Serbian police have banned a planned rally by a neo-Nazi group after it was condemned by the World Jewish Congress, non-governmental organisations and Serb political leaders. The “Serbian March - March for the Unity of Serbia", led by the Nacionalni Stroj [National Front], was scheduled to take place on 07 October in the northern city of Novi Sad. Police said the rally was banned “because it endangered public morals and public safety.”
Ten days ago, the president and secretary-general of the World Jewish Congress (WJC) had asked the Serbian government to take action against the rally. In letters to the Serbian president, Boris Tadic, to prime minister Vojislav Kostunica, to parliament speaker Oliver Dulic and to Interior Minister Dragan Jocic, Ronald S. Lauder and Michael Schneider urged Serbia to act against the neo-Nazi group. They criticized that the organizers had received permission for the rally which was being promoted on several ultra-nationalist and right-wing websites.

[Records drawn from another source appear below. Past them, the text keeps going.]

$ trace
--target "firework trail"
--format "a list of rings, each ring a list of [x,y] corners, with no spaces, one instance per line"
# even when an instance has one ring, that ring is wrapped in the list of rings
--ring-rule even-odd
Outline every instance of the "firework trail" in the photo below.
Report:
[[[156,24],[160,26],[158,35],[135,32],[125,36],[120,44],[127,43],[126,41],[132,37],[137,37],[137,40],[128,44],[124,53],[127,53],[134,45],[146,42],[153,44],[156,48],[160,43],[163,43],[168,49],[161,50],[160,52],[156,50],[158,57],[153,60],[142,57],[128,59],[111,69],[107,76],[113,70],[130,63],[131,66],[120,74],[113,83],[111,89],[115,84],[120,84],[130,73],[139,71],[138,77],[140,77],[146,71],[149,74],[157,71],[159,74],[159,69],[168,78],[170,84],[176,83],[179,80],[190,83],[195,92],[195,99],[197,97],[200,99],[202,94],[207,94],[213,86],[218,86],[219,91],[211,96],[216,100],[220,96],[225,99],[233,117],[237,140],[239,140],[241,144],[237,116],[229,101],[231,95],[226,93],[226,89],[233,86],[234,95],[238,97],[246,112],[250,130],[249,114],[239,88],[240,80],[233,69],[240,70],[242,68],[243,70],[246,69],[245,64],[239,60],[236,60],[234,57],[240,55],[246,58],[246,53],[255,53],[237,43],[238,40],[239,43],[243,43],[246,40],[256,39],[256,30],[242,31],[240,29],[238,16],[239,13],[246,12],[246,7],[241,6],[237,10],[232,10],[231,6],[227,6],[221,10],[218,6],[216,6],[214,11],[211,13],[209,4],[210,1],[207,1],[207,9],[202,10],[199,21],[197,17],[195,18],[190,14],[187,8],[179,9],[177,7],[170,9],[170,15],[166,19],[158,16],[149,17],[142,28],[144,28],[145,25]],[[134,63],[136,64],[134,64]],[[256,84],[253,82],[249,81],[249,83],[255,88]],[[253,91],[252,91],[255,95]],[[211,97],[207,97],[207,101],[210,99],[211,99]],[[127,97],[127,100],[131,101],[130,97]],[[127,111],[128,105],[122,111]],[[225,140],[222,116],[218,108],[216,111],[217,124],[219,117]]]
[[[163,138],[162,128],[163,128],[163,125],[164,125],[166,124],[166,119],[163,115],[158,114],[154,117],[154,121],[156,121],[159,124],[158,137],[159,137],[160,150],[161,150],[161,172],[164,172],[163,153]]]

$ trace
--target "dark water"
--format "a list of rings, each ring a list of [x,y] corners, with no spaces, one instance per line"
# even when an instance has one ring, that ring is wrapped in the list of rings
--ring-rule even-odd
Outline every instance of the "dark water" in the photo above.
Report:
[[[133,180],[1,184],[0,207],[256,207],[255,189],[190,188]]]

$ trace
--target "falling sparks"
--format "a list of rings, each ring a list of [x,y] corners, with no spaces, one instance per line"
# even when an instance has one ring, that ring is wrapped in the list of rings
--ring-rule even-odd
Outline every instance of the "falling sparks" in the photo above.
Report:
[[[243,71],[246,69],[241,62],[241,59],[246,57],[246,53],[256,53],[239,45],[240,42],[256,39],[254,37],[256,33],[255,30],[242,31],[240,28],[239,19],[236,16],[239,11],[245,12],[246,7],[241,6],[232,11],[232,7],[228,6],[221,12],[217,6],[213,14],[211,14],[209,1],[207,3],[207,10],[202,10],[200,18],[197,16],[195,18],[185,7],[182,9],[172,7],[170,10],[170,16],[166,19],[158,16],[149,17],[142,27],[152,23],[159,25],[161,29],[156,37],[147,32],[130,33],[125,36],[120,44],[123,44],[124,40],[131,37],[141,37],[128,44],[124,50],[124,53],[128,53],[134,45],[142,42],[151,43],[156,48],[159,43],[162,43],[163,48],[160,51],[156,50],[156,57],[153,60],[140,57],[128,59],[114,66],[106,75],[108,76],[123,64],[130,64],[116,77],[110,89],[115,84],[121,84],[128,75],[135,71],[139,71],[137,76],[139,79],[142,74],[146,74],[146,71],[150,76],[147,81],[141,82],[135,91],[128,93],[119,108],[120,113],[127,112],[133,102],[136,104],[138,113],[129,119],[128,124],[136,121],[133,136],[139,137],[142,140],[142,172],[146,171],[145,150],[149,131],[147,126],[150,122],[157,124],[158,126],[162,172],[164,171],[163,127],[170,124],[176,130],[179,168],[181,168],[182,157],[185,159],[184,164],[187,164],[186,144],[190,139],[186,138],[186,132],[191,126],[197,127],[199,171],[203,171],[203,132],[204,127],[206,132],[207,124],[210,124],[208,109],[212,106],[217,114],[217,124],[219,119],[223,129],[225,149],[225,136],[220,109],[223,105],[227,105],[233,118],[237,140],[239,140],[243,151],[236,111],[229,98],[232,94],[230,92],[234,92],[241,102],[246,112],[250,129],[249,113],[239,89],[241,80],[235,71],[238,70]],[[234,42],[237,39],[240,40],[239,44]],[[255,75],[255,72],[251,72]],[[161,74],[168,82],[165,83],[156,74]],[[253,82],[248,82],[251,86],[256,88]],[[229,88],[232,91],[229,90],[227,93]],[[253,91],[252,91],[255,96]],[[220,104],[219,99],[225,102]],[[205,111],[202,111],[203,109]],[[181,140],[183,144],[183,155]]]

The Union of Jewish Communities of Serbia had also called on Tadic, Kostunica and Dulic to prevent the neo-Nazi gathering, stating that allowing the rally would mean an affront “in the center of that multicultural city, whose inhabitants were not so long ago victims of the ideas that that group propagates.”
The rally would have coincided with the birthday of Heinrich Himmler, the SS chief who orchestrated the murder of hundreds of thousands of Serbs, Jews and Roma (Gypsies) on the territory of then-Yugoslavia during World War II.
Several Nacionalni Stroj members – including 31-year-old leader Goran "The Führer" Davidovic – have already been jailed for spreading racial hatred in Novi Sad.